The accented man continued. “Well, I own the house. Your so-called ‘mother-in-law’ was only renting it from me.”
The statement slapped him with surprise, its handprint lingering. “How long?” he stammered.
“How long?”
“Did she rent from you?”
“Goodbye, Mr. Son-In-Law. I suggest you speak with—”
“She’s dead,” he blurted.
The man on the other line didn’t hang up, but silence occupied the line for a few seconds. “And when did this happen?” he finally asked.
“A few days ago. We were on a cruise. She went overboard. Viktoriya was watching my son, Joseph, at our house. When I got home, they weren’t there. So I came here. Wherever she went, she took my son.”
“Even if I did believe you were not a serial killer, I couldn’t help you anyway. I do not know where she went. I was going to sell the place, but now someone else is stepping up to rent.”
“Did she give you notice?”
“Yes. About one month.”
“Thanks.” Then, in an attempt to validate his claim, he added, “The FBI may be in touch.” He tossed the phone on the seat, and it settled next to the gun. He stared past the windshield. Everything was incomprehensible, the rain, like the gathering clues, splashing off the glass and distorting his view.
The cell rang again, cutting through the storm’s rhythmic beat tapping against the roof of the car.
“Yeah?”
It was Ivan. He was waiting for him.
“I’ll be right there.”
* * * *
The 9mm left behind in the glove compartment, Jack splashed through the puddles that spotted the parking lot, not caring to spend the extra time avoiding them. When he opened the heavy glass door, the smoky smell of Starbucks’ strong coffee greeted him, as did a warm and cozy environment that was sure to be lost on someone just in a shootout. He spotted Ivan at a table in the back corner. No line of coffee vampires stood shouting out their blood orders in paragraphs, and he was able to order without delay. A bold venti seemed to be what he needed, and as he handed over a five-dollar bill, he couldn’t keep his hand from shaking.

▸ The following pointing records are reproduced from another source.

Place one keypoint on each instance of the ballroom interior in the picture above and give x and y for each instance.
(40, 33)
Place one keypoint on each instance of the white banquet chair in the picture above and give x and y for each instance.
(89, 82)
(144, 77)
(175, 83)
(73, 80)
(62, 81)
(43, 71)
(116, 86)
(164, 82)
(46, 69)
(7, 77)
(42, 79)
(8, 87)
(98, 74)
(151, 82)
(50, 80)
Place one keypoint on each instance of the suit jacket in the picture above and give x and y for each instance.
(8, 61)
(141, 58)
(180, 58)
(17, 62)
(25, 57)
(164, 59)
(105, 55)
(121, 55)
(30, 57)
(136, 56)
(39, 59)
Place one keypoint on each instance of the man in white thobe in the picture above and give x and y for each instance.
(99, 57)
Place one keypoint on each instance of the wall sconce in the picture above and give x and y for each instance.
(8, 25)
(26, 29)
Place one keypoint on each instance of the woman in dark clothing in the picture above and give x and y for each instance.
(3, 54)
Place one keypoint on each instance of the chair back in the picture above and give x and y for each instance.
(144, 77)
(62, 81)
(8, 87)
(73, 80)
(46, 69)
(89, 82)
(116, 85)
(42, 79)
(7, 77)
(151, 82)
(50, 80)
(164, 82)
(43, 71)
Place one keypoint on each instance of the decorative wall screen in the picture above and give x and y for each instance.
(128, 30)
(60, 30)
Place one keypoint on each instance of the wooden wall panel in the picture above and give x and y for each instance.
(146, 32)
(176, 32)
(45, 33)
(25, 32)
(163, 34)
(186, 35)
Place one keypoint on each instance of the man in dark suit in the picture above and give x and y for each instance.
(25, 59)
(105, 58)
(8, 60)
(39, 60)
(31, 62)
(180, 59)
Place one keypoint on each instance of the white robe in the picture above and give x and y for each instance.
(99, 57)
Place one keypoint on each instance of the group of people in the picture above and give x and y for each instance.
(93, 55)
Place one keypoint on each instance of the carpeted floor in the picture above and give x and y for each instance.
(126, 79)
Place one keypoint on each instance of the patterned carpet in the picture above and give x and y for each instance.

“Thanks,” he said to the friendly face handing him his drink. He took it to Ivan.
“So what’s all this about?” Ivan asked before Jack could even sit down.
Letting the backpack slip off his shoulder as he sat, Jack looked around the small shop. Only three other people were present, all positioned at tables and engrossed in their own private worlds. One was on a laptop, one was reading a paperback—which, Jack was relieved to see, was the newest King novel and not another episode from that Ryne Douglas Pearson series—and the last was hiding behind an opened newspaper. “Have they been here long?” he whispered.
Ivan looked confused. “Before I got here.” He laughed nervously. “Jack, if this is about that GMO rice with the human DNA I told you about…”
“It’s not.” He brought the backpack up and retrieved its contents, placing them on the table between them.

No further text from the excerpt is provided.